At the press conference following Monday’s meeting, Kushner said, “Let me be very clear, I did not collude with Russia, nor do I know of anyone else in the campaign who did so.” Video footage on CNN shows him saying, “I had no improper contacts.”

He went on to say, “I have not relied on Russia funds for my businesses. And I have been fully transparent in providing all the requested information.”

However, despite his transparency claim, Kushner refused to take questions from the press.

Russian ties

Kushner has admittedly met with Russian officials and nationals, four different times during and after the presidential campaign, which he disclosed in an 11-page statement, the Chicago Tribune reports.

The meetings were held on April 26, 2016, with Russian Ambassador Sergey Kislyak, June 9, 2016, with Russian Lawyer Natalia Veselnitskaya, December 1, 2016, again with Kislyak, and on December 13, 2016, with Russian banker Sergey Gorkov. All of the meetings were conducted on U.S. soil. Kushner did not disclose these meetings until they were discovered and subsequently reported.

Kushner said that he had no prior knowledge of the June 2016 session. He claimed that he did not read Trump Jr.'s full email asking him to join the meeting, News-Sentinel reports.

"That email was on top of a long back and forth that I did not read at the time," Kushner said in the statement.

The email from Trump Jr. suggests that during last June’s meeting, the Russian government would provide damning information about Hillary Clinton.

Conversely, participants said they instead focused on Russian adoptions.

Despite Kushner’s claims that he did not read the series of emails, he was present at the rescheduled meeting.

Family ties

Kushner, Trump’s son-in-law, is not only a top advisor to his administration, but he is taxed with an enormous amount of responsibility. His salary is paid for by U.S. citizens. His resume includes no government or foreign policy experience. The concept is flirting with nepotism, the likes of which we have not seen since Ulysses S. Grant, who appointed dozens of his family members to different positions on Capitol Hill during his presidency.
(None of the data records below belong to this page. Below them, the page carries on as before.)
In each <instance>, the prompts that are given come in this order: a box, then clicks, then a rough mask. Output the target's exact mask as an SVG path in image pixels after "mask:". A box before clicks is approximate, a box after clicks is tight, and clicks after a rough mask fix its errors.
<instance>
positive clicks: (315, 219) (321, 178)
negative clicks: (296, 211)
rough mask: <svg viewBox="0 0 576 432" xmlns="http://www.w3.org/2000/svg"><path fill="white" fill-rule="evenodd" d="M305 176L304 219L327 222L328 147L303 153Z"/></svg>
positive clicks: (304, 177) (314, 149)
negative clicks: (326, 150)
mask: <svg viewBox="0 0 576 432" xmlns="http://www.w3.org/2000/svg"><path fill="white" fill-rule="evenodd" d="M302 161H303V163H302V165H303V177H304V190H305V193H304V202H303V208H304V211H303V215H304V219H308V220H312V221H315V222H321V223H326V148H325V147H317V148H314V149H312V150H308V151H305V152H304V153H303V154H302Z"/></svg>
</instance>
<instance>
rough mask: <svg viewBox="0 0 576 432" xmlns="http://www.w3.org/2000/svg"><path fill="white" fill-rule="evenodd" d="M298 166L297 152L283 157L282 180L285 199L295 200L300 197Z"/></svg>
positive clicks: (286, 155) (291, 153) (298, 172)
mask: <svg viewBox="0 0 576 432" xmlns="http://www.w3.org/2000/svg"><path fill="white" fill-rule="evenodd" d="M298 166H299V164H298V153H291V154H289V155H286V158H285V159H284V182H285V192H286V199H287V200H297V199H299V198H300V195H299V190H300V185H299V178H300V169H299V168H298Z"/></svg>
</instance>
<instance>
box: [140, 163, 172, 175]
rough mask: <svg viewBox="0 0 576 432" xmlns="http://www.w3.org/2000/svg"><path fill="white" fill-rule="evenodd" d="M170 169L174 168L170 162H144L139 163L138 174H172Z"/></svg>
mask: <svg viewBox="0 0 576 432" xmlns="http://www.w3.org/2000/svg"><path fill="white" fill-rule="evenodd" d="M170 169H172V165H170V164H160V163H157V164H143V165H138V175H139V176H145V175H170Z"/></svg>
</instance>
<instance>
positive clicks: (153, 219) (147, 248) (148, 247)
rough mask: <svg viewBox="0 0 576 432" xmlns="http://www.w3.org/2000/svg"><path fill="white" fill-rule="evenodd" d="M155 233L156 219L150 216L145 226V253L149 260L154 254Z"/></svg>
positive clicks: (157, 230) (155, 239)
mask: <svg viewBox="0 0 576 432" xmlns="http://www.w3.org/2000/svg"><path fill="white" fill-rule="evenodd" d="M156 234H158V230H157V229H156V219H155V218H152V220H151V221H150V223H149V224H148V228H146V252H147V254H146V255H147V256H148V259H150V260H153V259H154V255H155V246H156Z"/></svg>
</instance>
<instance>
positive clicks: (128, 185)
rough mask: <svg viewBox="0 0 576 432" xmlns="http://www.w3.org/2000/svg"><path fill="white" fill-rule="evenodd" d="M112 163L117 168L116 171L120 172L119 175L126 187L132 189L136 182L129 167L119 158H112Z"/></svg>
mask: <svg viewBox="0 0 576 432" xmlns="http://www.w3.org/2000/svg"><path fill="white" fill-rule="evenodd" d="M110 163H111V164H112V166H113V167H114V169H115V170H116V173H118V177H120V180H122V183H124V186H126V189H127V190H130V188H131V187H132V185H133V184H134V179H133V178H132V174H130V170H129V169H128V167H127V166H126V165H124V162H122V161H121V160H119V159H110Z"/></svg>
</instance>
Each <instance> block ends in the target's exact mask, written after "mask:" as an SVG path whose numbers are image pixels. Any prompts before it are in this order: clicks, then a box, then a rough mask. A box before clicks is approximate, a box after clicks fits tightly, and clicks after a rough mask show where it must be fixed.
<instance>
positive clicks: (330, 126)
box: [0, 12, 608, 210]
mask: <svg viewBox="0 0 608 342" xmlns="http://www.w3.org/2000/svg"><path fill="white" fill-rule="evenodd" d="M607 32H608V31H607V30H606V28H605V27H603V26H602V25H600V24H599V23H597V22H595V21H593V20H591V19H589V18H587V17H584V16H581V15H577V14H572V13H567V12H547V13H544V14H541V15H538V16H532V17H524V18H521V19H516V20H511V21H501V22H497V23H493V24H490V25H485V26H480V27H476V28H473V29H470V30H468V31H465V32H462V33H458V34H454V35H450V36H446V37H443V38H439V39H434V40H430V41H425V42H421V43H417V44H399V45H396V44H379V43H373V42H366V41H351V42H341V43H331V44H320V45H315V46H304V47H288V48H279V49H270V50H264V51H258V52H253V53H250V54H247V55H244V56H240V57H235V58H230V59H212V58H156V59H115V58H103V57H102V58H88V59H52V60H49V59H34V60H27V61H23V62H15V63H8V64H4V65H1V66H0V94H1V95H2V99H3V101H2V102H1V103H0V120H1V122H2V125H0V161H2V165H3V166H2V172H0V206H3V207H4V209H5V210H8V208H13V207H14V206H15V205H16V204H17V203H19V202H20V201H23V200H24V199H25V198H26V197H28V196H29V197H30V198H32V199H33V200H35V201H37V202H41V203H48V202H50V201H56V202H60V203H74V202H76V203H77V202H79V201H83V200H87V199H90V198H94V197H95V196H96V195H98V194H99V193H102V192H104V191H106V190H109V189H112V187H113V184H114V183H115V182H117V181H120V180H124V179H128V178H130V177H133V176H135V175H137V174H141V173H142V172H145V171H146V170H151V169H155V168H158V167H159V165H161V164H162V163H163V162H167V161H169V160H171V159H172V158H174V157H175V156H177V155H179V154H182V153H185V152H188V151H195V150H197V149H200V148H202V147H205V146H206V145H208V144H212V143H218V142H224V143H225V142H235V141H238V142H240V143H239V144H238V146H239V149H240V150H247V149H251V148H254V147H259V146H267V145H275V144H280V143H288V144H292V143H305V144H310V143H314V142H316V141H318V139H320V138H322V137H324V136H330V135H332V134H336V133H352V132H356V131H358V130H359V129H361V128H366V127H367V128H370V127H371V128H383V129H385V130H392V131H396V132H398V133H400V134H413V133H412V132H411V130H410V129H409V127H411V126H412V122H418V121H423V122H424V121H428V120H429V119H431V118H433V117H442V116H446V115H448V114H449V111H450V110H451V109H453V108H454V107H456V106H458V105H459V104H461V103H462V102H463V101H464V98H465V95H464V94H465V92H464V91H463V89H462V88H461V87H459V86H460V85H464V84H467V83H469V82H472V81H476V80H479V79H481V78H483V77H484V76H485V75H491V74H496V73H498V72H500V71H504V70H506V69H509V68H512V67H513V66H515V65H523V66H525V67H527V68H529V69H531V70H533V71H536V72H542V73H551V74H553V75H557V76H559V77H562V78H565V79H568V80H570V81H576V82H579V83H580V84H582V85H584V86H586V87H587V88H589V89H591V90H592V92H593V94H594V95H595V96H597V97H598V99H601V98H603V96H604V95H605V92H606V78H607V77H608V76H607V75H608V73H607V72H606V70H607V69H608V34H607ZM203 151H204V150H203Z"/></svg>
The reason nepotism is avoided so intensely is because it permits favoritism to kin who may not necessarily be qualified. We’ve seen examples of this in the British monarchy, the system our founding fathers abandoned. Instead, we adopted a vote by and for the people, with the promise of a renewal vote every four years to avoid a situation like the royal family.

Kushner has obtained the security clearance to receive military briefings, though he never served in the military. He has been involved in every issue in the Trump administration including assignments in the Israeli-Palestinian conflict and China. Former press secretary Sean Spicer has said that Kushner was working jointly with the State Department to manage the administration's foreign affairs, according to CNN.

In the most recent news, Kushner has been tasked with revamping the government, according to U.S. News, as well as solving the opioid epidemic.